Hedging for SMEs
Banesto’s Jose Llado has found a niche in providing hedging solutions for the bank’s small to medium-sized corporate client base. With its strong retail client base and sophisticated risk management system, Banesto has been able to steal a lead on its rivals, which have, so far, ignored this market.
Banco Español de Credito’s (Banesto) Jose Llado has made it his business to service the hedging needs of Spain’s small and medium-sized (SME) corporate market. He joined the bank – Spain’s third largest in terms of managed resources and a part of the huge Santander Central Hispano (SCH) group – as head of its derivatives sales and trading business in April 2001. Since then, he has opted to transform the bank’s treasury products business – covering derivatives sales, trading and asset and liability management services – into the biggest servicer of Spain’s SME corporate market.
“Our success is that we have offered hedges to both large and small corporates. We have taken on the smaller entities disregarded by the larger banks,” says Llado. Indeed, the derivatives sales and trading group he is in charge of has doubled revenues year-on-year since 2001, and is by far the biggest provider of treasury services to the SME market in Spain, he says.

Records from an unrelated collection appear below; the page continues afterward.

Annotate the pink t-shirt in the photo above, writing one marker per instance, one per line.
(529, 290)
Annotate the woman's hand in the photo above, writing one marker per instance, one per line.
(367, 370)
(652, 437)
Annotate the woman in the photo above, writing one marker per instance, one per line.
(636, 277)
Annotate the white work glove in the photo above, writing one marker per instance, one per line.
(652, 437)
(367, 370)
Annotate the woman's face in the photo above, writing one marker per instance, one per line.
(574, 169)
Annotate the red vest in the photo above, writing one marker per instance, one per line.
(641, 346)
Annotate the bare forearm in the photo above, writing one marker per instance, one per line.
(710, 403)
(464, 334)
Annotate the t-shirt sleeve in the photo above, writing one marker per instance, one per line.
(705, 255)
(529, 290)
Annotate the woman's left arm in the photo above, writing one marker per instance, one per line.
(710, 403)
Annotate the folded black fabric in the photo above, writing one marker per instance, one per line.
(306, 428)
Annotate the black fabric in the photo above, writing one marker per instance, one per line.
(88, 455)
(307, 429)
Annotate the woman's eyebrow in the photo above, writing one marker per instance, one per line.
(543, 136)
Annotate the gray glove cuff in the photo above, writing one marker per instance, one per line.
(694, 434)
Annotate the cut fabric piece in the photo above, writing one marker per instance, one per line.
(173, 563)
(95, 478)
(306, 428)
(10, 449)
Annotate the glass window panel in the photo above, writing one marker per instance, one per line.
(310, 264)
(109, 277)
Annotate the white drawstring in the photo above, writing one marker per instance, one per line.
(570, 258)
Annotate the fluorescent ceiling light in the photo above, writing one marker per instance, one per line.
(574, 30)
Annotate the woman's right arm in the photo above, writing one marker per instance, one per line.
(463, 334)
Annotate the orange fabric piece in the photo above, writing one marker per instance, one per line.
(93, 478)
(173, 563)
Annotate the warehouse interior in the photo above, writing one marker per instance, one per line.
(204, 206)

Llado joined the bank from the Spanish branch of Chase Manhattan, where he headed the largest non-Spanish treasury sales department in Spain at the time, with annual revenues of around e50 million a year. Llado’s first task at Banesto was to educate SMEs on how best to optimise their borrowing strategy using simple derivatives, such as interest rate swaps, to hedge against future rate movements.
“Banks have never shown these companies the risk that rates will go up and down. We show them that there is the possibility of hedging against this,” says Llado.
With a much smaller number of multinationals than other developed European countries, Spain’s industrial base is grounded on the SME sector. But most larger banks have tended to ignore their asset and liability management requirements. Until recently, most of the funding done by SMEs had been of a short-term nature, and there was little attention paid to their long-term risk management requirements.
“The problem for the small and medium-sized companies is that they only had access to six- or 12-month borrowing, even though they had long-term plans,” says Llado. However, times are changing, and the sector has received greater prominence in recent times, boosted by the government’s Fondo de Titulizacion (FTPYME) Ministerial order. This came into effect in 2003, and authorised the Spanish Treasury to act as a monoline for all SME collateralised loan obligation securitisations, with the proviso that the issuing bank reinvest 80% of its proceeds from the bond issuance back into SME loans, boosting liquidity in this sector. These days, funding has become slightly longer, says Llado, as Spanish corporates have started to adopt a more international model.
But even three years ago it was a different story. Llado’s focus on joining Banesto was to increase the derivatives sales and trading business by tapping into the bank’s already large SME client base. His method was to keep the service simple – most of the hedging products that the bank sells are plain vanilla swaps and currency derivatives – and to tailor these to the individual requirements of the smaller institutions. Hence, Banesto has transacted swap hedges ranging from a maximum of e100 million notional for larger organisations to as little as e300,000. The bank has so far closed more than 1,000 SME deals, says Llado.
The group’s success is founded on the close attention it offers to its clients. For instance, says Llado, Banesto offers free consultancy services to prospective clients, and will aim to maintain a close relationship with corporates with which it has entered into a transaction. Hence, says Llado, the bank carries out daily revaluations and offers continuous position analysis over the life of the deal. “We always look to help with future risk management problems,” says Llado. “We do not close and forget but will be with the client until the day the hedge dies.”
Given its chequered past, namely the collapse of the bank in 1993, when Banesto’s chairman, Mario Conde, and nine other directors were charged with defrauding the bank, risk management is a priority. “Obviously risk management is important because of the bank’s history,” says Llado. “But there was definitely a change in the bank’s approach – this was one of the goals we had.”
And with the large derivatives exposure it has on its books, position monitoring becomes a complex activity. “The huge number of transactions we have on our books means we need a very strong straight-through processing system,” says Llado.
The bank has a sophisticated in-house pricing system that utilises technology from risk management software provider Murex. Llado adds that Banesto’s technological system has won praise from the Bank of Spain as being the best in the business. And he says that its huge number of clients does not affect the bank’s risk management activity. “If you do it well, it does not matter if you have 20 or 20,000 clients.”